Like all great vineyard sites, Red Mountain, at the eastern end of the Yakima Valley, has that elusive combination of location, topography, soil and exposure known as terroir. Beneath a layer of wind-blown topsoil lie strata of granite, rock, clay and minerals, sculpted by glacial floods and whipped by strong winds. The land is neither "red" nor a "mountain," but vines planted on this modest hillside struggle to produce; the grapes ripen at a smaller size, half what a berry would weigh in Napa, with intense mineral flavors. Covering only 4,000 acres, it's the smallest AVA (American Viticultural Area) in the state, but it's Washington's most famous site.
What makes Red Mountain so inhospitable despite these natural advantages is a lack of water. Its currently planted vineyards are all irrigated; the state's Department of Natural Resources provides water from deep wells to grape growers like Kiona Vineyards; many of the grapes end up in Quilceda Creek's cabernet sauvignon, the first Washington wine awarded a perfect score of 100 points by wine guru Robert Parker.

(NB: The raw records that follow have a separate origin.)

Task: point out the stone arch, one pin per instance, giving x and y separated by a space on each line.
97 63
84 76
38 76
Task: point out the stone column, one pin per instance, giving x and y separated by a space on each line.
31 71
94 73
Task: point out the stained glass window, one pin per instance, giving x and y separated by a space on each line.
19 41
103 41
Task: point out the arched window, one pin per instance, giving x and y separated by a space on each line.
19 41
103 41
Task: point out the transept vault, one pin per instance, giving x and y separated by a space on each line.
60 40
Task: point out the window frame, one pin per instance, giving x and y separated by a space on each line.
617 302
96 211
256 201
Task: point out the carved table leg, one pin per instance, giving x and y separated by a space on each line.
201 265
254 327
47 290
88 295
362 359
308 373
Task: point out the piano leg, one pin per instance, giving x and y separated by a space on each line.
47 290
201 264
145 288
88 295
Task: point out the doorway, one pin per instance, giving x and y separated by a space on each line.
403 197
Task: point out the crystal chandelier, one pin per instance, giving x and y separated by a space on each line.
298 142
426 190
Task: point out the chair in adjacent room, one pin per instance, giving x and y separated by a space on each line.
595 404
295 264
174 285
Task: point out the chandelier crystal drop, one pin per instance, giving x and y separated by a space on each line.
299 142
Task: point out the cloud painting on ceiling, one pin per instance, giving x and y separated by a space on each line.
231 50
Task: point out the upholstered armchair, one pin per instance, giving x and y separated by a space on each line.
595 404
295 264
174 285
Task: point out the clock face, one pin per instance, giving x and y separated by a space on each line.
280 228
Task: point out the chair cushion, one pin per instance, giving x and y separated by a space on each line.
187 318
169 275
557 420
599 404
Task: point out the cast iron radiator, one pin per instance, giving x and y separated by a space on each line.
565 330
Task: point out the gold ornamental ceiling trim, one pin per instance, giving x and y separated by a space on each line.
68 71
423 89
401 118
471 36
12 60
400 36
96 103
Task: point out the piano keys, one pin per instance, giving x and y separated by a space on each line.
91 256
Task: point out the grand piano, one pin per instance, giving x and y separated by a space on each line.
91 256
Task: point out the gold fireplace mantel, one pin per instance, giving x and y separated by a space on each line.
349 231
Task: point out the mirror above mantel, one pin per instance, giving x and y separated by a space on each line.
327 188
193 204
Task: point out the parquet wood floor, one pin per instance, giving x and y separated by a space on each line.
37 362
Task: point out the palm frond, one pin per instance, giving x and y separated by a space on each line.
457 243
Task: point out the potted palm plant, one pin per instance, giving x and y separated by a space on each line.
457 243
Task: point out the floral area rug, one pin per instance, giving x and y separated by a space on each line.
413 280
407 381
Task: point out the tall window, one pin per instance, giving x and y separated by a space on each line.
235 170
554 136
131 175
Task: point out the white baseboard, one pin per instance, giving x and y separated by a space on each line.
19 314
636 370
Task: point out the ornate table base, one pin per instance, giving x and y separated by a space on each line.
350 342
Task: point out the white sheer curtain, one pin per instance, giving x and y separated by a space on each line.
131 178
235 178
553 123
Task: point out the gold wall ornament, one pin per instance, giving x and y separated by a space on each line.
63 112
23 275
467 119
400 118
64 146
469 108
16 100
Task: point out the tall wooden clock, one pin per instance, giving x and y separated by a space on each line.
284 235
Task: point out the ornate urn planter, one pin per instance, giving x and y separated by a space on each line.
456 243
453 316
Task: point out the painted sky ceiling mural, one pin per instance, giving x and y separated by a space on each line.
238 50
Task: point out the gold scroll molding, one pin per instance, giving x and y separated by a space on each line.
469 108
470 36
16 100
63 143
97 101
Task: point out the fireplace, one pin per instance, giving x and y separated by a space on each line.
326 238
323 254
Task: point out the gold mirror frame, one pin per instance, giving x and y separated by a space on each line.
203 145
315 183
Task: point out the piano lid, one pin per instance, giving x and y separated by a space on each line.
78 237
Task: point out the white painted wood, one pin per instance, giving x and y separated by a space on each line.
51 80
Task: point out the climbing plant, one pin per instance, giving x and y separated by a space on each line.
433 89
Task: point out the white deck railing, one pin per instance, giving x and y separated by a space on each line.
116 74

So you can imagine the suspense when the Kennewick Irrigation District decided to sell 670 acres of land it has owned for 70 years--over 500 of those acres inside the Red Mountain AVA boundaries--at a public auction, a total of 31 parcels of land that had never been farmed.
Individuals who attended Saturday's event with cashier's checks in their pockets included owners of existing wineries in Washington as well as out-of-state vineyards. But when the dust settled, it was an Canadian investor, Aquilini Investment Group, that bought every last parcel.

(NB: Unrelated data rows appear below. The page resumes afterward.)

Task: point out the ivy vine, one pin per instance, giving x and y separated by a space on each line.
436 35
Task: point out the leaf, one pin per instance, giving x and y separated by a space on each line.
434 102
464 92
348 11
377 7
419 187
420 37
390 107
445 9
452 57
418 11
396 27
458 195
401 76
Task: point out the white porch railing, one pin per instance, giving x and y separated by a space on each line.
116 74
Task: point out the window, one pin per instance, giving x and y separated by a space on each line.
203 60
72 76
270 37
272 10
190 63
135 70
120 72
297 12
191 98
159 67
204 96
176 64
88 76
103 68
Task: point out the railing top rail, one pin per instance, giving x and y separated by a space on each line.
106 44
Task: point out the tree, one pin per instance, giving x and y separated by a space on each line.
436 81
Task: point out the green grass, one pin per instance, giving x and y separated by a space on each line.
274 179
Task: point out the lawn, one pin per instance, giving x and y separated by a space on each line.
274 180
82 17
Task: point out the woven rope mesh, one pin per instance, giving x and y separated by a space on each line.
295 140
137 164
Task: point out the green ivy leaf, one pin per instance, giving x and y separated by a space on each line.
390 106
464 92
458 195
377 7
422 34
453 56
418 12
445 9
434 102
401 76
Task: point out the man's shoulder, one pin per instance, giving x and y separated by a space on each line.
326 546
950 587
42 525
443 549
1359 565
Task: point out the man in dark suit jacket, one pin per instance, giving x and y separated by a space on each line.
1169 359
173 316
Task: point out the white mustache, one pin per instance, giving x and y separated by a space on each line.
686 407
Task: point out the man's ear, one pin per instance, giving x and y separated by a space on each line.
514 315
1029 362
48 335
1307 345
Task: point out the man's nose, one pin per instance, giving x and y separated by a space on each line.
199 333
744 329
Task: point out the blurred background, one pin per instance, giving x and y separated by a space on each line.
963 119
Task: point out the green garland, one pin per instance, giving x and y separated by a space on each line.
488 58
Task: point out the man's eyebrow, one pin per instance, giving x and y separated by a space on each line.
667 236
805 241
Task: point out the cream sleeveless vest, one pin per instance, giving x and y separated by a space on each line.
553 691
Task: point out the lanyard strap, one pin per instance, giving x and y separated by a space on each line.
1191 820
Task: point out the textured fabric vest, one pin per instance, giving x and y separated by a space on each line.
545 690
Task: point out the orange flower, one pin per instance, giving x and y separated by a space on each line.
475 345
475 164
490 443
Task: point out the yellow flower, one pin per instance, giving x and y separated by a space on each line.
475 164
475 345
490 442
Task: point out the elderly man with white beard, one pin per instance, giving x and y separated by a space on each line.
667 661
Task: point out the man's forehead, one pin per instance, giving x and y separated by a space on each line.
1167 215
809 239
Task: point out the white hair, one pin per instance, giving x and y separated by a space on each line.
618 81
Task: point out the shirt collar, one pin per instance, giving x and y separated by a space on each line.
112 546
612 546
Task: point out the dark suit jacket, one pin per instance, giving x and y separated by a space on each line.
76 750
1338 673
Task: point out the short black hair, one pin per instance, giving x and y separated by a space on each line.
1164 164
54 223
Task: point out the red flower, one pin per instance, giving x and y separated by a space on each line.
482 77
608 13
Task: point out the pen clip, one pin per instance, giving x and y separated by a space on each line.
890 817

Based in Vancouver, BC, Aquilini paid $8.3 million, $12,400 an acre. It will cost roughly $20,000 an acre to plant vineyards, which won't be productive until their third year.
The closest competitor was Alex Ryan, chief executive of Duckhorn Vineayrds in St. Helena, Calif., who isn't exactly going home empty-handed. He reportedly picked up a substantial parcel that's outside the AVA boundaries where Duckhorn will grow grapes for a new line of Washington cabernet sauvignon. The Kennewick Irrigation District is planning to expand water delivery in the coming years at a cost of roughly $11,000 an acre.
Aquilini was founded by Luigi Aquilini half a century ago and is currently directed by Francesco Aquilini. (He's also the owner of the Vancouver Canucks.) A company spokesman claimed that it had not intended to participate in the auction until last week, but it's no stranger to Washington agriculture.
It owns Aquilini Dairy, an 1,100-acre, 670-head dairy farm in Sunnyside, a supplier to the Darigold cooperative. It also is developing about 1,000 acres of blueberries and 1,500 acres of cranberries in the state.
The big question, of course, is whether Aquilini bought the land as an investment, or whether it intends to get into the wine business. They may know about cows, they may know about berries, but they're novices at grapes. The losing bidders showered the Aquilini representative with business cards, hoping that he might sell off the odd parcel or two. Scott Williams, the general manager of Kiona, whose parents planted the first grapes on what is today the Ciel du Cheval vineyard, saw his final bid bested by the Canadians. He told Great Northwest Wine's Andy Perdue that a piece-meal resale is probably the Aquilini plan. We shall see. Watch this space.